- Theatrical release poster
- Directed by: Alan Cooke
- Screenplay by: Lindsay Galloway
- Based on: story by Edgar Wallace
- Produced by: Jack Greenwood
- Starring: John Le Mesurier Jack Watling
- Cinematography: Bert Mason
- Edited by: Derek Holding
- Music by: Bernard Ebbinghouse
- Production company: Merton Park Studios
- Distributed by: Anglo-Amalgamated
- Release date: 23 April 1962;
- Running time: 60 minutes
- Country: United Kingdom
- Language: English

= Flat Two =

1962 British film by Alan Cooke

Flat Two is a 1962 British second feature film directed by Alan Cooke and starring John Le Mesurier and Jack Watling. The screenplay, is written by Lindsay Galloway, and also based on the 1924 story of the same name by Edgar Wallace.

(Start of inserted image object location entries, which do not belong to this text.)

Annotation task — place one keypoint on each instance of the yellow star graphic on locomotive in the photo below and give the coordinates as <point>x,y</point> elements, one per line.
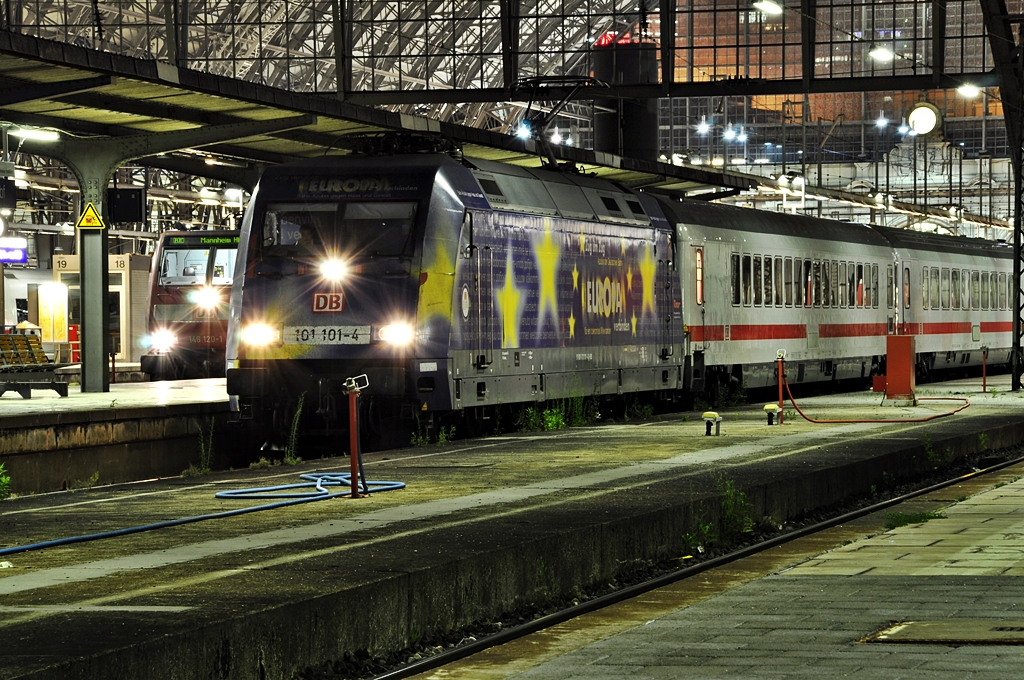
<point>647,267</point>
<point>508,299</point>
<point>548,253</point>
<point>435,292</point>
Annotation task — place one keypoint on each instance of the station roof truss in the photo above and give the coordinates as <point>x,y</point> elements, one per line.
<point>89,93</point>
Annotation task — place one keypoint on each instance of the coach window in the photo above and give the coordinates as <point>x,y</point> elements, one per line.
<point>734,277</point>
<point>808,281</point>
<point>875,285</point>
<point>778,282</point>
<point>842,284</point>
<point>787,283</point>
<point>834,291</point>
<point>747,280</point>
<point>924,288</point>
<point>851,280</point>
<point>757,280</point>
<point>860,285</point>
<point>799,285</point>
<point>698,284</point>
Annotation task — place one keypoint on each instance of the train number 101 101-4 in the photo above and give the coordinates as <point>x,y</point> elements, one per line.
<point>327,335</point>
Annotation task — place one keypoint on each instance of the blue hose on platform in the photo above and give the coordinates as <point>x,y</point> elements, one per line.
<point>318,480</point>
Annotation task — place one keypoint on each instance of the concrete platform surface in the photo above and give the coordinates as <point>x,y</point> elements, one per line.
<point>122,395</point>
<point>483,527</point>
<point>945,593</point>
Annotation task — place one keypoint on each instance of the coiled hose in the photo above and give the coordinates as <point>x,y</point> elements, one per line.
<point>924,419</point>
<point>316,481</point>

The film is part of Edgar Wallace Mysteries series, produced at Merton Park Studios for Anglo-Amalgamated from 1960 to 1965.

==Plot==
Crooked casino owner Emil Louba is found murdered in his apartment. There are three suspects: architect Frank Leamington, whose fiancée Susan owed Louba money; Charles Berry, who had a grudge against him, and Warden, a barrister. Leamington is arrested, and is defended in court by Warden. As the case progresses Warden is forced to present evidence that establishes himself as the killer.
==Cast==
- John Le Mesurier as Warden
- Jack Watling as Frank Leamington
- Bernard Archard as Trainer
- Barry Keegan as Charles Berry
- Ann Bell as Susan
- Campbell Singer as Hurley Brown
- Charles Lloyd Pack as Miller
- David Bauer as Louba
- Russell Waters as clerk of court
- George Bishop as judge
- Gerald Sim as doorman
- André Mikhelson as 1st croupier
- Monti De Lyle as 2nd croupier
- Adrian Oker as waiter
- Gordon Phillott as waiter
- John Wilder as doorman

==Critical reception ==
The Monthly Film Bulletin wrote: "Unexciting episode in the Edgar Wallace series. The improbable plot depends far too much on verbal explanations and neither the direction nor the characterisation is strong enough to sustain it. But the playing is at least competent."